In comparison to the control group, the alteration in “CT-1 gene expression” in the blood cells of cardio-myopathic subjects was observed at the molecular level. In our study, RT-PCR analysis revealed 5.2-times more expression and upregulation of the CT-1 gene in the CM group than controls. Another study by Jougasaki et al. [14], confirmed the overexpression of cardiotrophin level in CM patients, in which levels of cardiotrophin mRNA in failing LV cardiotrophin from the DCM patients was assessed by semi-quantitative RT-PCR. It demonstrated the CT-1 gene expression by northern blot analysis and found that the level of gene was high in HF models. Strong positive correlation exists between left ventricular mass index and CT-1 mRNA. In congestive HF (CHF) models immunoreactivity of CT-1 was more intense in atrium and ventricle of model heart as compare to normal heart [14].
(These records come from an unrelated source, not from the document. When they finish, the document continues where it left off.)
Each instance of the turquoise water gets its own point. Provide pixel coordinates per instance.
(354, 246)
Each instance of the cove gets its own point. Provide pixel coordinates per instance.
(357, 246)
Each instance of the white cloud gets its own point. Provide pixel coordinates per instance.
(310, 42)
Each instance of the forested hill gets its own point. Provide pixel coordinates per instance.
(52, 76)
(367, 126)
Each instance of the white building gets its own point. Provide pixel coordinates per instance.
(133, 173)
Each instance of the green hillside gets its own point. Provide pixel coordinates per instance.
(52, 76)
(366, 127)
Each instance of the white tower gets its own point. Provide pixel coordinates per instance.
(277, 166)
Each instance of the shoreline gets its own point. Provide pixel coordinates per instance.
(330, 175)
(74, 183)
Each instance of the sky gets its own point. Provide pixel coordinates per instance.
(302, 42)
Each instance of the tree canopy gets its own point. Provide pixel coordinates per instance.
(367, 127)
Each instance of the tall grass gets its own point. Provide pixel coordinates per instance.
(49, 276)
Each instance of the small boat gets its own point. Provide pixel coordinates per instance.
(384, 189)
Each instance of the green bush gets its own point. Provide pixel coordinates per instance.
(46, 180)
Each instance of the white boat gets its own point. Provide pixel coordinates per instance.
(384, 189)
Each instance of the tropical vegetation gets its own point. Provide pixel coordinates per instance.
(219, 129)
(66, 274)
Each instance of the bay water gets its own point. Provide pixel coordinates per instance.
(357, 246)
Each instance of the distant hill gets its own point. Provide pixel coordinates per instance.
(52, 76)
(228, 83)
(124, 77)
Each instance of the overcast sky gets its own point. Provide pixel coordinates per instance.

The studies revealed that direct relationship exist between increased expression of CT-1 gene and dilation of the LV. Cardiotrophin-1 acts as a marker in the progression of ventricular hypertrophy. It is obvious that early developmental genes are related to the onset of CM. Additionally, researchers recently used human myocardial tissue and found changes in the expression of these genes in heart disease patients. Our results for the expression of the CT-1 gene in CM patients compared to healthy individuals are similar to the study by Freed et al. [15]. Our data indicated that adipose tissues are identified as a CT-1 source in CM subjects, as significant direct association between BMI and CT-1 expression was observed. High levels of CT-1 in metabolic syndrome was also reported by Natal et al. [16]. Circulating stem cell progenitor cells expressed early cardiovascular genes in peripheral blood system that resides in the bone marrow. This indicates that the peripheral blood system can be used as a marker to detect the gene expression in response to a disease. Our results supported this hypothesis that gene expression in blood cells may be the reflection of the disease harshness as high levels of plasma CT-1 were found in patients with CM. Furthermore, in another study by Tsutamoto et al. [17], the association between plasma level CT-1 and the mass index of the LV and neurohumoral factors such as norepinephrine and angiotensin II, which can stimulate in vitro production of CT-1 in CM subjects, was reported. Thus, it was concluded that expression of CT-1 gene is increased in CM patients. Increased expression of gene alters the activity of myocytes that result in the proliferation of cells and increase ventricular mass, resulting in cardiac failure.

It was concluded that expression of the CT-1 gene was significantly greater in CM subjects when compared to control subjects. Moreover, age and BMI also influence the expression.